Dziennikarze serwisu TMZ, którzy nie ukrywają, że słono płacą za ekskluzywne informacje, zdobyli nawet prywatne zdjęcia kobiety. Według szpitalnych dokumentów, termin porodu wyznaczono na 6 października. Potwierdzono również, że Jude’owi urodzi się córka, a nie syn, jak początkowo sądzono. Dziewczynce wybrano już imię i będzie się nazywała Sophia. Informatorzy powiedzieli również, że kilka tygodni temu przeprowadzono testy DNA, które miały jednoznacznie stwierdzić, czy Law jest ojcem dziecka. Wynik był oczywiście pozytywny.
Mogę potwierdzić, że moja klientka była w związku z Judem Law i poinformowała go, że spodziewa się jego dziecka - oświadczył prawnik Burke. Od tamtego czasu aktor wspiera moją klientkę i dba o jej dobro.
Jednak według dzisiejszego The Sun Burke dobrze wie, jak o siebie zadbać. Ponoć wynajęła już prawnika, który będzie ją reprezentował w sądzie.
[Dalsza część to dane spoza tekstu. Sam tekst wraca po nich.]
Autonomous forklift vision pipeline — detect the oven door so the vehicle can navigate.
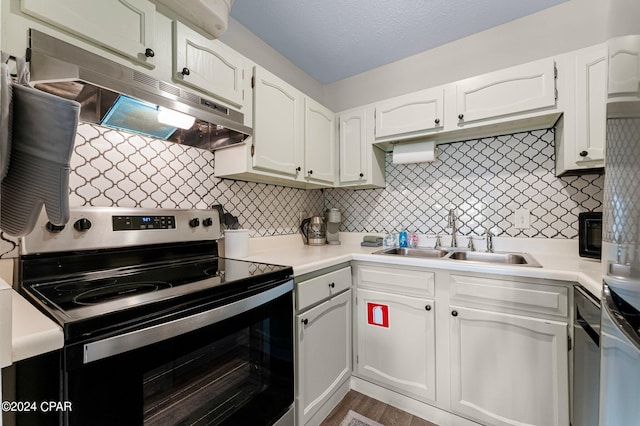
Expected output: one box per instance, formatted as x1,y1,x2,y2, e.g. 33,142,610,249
63,281,293,425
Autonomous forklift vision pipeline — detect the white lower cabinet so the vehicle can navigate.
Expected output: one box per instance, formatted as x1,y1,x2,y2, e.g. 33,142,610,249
450,306,569,426
356,289,436,401
296,267,352,426
352,261,573,426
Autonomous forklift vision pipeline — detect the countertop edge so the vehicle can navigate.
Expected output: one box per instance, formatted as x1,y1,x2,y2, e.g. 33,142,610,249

Chce kilkudziesięciotysięcznych alimentów i procent od wszystkich przyszłych zarobków aktora. Zdaniem początkującej aktorki, romans z gwiazdorem drogo ją kosztował. W rozmowie telefonicznej z dziennikarzem powiedziała: Jude Law zniszczył moja karierę. Przez ciążę straciłam wszystkie role. Teraz chce, aby przyszły tata słono jej za to zapłacił.